Without any warning, the authorities also rescinded the licence of the Somali Region Journalists’ Association on 3 February for allegedly “inappropriate action.” The association’s spokesman, Abdulrazaq Hassan, told RSF he thought the decision was a reprisal for what it had said about the suspensions. He also reported an intimidation attempt.

"On 8 February, uniformed men went to the office and asked the watchman why he was still working,” he said. “I am still a target and I fear being jailed at any moment. In fact, all of the journalists are now afraid because of the suspensions."

That same day, the Somali region’s president, Mustafa Omer, posted an unprecedented message on Facebook in which he said, “freedom of expression in the region” could be compared to “freedom of chaos.

Press freedom in Ethiopia has been obstructed by the war between government forces and the Tigray People's Liberation Front (TPLF). In May 2022, federal forces arrested a total of 21 media professionals in the space of ten days in what was described as a “law enforcement operation.
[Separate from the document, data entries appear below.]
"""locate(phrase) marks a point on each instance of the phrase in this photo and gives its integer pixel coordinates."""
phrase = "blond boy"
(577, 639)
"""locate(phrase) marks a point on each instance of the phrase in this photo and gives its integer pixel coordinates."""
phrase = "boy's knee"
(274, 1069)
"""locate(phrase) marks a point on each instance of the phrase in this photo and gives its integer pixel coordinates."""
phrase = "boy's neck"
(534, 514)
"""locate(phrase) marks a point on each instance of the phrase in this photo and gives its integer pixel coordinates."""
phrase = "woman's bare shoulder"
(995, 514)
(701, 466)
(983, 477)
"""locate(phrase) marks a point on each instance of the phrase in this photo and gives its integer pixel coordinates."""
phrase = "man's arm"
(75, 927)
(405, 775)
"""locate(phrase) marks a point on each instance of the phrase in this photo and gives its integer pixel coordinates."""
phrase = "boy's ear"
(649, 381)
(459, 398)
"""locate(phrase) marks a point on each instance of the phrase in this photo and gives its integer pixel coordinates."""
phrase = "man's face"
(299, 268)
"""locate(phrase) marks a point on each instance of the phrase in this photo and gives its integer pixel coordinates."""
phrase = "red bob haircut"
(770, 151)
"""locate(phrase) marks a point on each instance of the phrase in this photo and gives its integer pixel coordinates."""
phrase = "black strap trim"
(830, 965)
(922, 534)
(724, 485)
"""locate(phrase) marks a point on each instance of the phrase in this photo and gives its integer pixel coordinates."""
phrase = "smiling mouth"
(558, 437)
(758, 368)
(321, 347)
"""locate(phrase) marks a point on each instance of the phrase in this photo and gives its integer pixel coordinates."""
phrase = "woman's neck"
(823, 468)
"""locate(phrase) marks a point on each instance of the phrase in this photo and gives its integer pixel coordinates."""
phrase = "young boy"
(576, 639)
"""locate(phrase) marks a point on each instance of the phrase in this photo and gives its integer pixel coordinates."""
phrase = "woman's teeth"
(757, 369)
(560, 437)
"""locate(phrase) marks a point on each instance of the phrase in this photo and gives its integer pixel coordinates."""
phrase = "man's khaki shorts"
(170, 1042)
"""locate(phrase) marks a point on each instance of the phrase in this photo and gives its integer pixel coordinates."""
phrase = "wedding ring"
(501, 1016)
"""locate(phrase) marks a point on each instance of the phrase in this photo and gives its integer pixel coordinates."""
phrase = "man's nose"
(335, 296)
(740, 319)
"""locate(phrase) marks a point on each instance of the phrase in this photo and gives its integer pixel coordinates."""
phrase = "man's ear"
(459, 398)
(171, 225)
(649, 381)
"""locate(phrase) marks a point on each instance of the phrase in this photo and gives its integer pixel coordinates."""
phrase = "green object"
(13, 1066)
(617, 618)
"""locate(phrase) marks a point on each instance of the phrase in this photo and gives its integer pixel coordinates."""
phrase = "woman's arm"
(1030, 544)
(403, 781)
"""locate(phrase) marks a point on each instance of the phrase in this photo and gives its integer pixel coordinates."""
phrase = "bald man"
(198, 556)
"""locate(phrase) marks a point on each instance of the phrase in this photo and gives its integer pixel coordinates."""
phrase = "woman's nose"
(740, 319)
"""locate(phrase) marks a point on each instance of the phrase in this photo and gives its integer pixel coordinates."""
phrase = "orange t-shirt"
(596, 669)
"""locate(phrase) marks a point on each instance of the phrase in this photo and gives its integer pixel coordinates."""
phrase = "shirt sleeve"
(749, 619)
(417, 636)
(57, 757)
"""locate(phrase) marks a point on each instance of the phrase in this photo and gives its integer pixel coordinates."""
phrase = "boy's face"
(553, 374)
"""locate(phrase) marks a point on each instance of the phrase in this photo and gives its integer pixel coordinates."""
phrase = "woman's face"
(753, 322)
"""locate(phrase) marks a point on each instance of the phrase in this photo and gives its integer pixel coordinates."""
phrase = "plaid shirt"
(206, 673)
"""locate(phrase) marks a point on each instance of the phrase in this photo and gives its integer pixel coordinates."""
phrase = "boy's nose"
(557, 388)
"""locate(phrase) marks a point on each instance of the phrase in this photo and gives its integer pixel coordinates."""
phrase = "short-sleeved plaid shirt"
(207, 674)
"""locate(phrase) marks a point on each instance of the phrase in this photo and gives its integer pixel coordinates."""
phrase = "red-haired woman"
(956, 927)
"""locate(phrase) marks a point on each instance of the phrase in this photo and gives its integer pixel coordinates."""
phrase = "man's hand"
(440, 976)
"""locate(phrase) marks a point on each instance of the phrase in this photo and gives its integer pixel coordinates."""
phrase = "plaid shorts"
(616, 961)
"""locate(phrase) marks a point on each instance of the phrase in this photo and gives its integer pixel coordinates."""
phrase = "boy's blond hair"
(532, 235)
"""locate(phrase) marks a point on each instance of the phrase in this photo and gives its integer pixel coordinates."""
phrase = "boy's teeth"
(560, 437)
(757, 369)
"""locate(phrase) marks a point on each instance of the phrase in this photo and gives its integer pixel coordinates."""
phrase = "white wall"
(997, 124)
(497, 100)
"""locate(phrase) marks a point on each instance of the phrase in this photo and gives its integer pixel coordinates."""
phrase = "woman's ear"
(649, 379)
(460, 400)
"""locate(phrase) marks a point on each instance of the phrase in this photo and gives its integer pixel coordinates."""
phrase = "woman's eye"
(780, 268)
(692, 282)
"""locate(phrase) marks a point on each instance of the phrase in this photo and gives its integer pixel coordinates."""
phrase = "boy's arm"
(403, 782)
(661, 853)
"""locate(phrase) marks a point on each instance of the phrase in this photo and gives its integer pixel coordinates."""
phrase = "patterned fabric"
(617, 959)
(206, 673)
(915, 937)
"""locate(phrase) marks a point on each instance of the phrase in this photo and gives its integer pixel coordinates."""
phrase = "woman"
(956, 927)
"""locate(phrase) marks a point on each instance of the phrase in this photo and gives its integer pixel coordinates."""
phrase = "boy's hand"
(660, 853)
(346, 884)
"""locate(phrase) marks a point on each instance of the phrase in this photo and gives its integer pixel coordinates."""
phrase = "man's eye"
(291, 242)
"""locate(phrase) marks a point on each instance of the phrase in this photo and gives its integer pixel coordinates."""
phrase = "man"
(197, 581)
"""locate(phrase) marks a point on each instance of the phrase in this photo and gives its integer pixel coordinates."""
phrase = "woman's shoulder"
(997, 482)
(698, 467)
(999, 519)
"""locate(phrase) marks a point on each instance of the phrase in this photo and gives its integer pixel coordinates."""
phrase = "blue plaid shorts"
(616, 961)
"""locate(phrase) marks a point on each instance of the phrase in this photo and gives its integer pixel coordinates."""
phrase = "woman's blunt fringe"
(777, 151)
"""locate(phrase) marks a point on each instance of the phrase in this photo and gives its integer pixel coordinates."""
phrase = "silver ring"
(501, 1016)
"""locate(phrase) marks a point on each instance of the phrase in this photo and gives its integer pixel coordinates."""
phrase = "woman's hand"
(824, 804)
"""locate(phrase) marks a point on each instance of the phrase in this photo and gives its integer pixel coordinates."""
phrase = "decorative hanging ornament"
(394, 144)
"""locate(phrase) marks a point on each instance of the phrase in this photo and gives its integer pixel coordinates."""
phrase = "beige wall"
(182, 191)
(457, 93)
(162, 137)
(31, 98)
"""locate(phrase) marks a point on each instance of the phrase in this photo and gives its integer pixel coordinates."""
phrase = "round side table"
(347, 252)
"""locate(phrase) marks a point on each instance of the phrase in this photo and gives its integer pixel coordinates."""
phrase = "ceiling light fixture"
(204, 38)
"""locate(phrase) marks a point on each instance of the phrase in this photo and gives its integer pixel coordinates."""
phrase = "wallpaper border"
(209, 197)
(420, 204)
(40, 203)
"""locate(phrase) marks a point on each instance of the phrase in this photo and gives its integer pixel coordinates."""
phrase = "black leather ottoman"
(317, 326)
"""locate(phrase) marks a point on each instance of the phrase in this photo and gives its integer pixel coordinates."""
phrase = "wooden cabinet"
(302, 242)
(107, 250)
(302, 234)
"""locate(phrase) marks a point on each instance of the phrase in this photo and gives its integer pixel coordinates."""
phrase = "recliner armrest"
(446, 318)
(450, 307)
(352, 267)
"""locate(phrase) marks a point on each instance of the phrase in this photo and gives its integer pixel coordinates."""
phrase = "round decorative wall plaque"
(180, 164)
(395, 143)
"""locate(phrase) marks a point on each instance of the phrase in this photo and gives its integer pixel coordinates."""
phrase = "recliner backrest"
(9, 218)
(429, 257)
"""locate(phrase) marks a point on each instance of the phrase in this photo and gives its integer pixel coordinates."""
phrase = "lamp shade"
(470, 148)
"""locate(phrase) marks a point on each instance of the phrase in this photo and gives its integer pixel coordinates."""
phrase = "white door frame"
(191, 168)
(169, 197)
The latest arrests of journalists in Ethiopia took place a week ago. Deacon Yosef Ketema, a journalist with the Oromo-language Ethiopian Orthodox Tewahedo Church Television (EOTC TV), was arrested on 13 February and is being held in an unknown location. Tewodros Asfaw, the founder of Ethio Selam, a leading Ethiopian YouTube channel offering independent political analysis and criticism of the war in Tigray, was arrested on 14 February by two armed police officers and four plainclothesmen, and was taken to the federal police crime investigation office in Addis Ababa’s Mexico Square. They are accused of “terrorism” and “inciting violence” for covering a split in the Ethiopian Orthodox Church.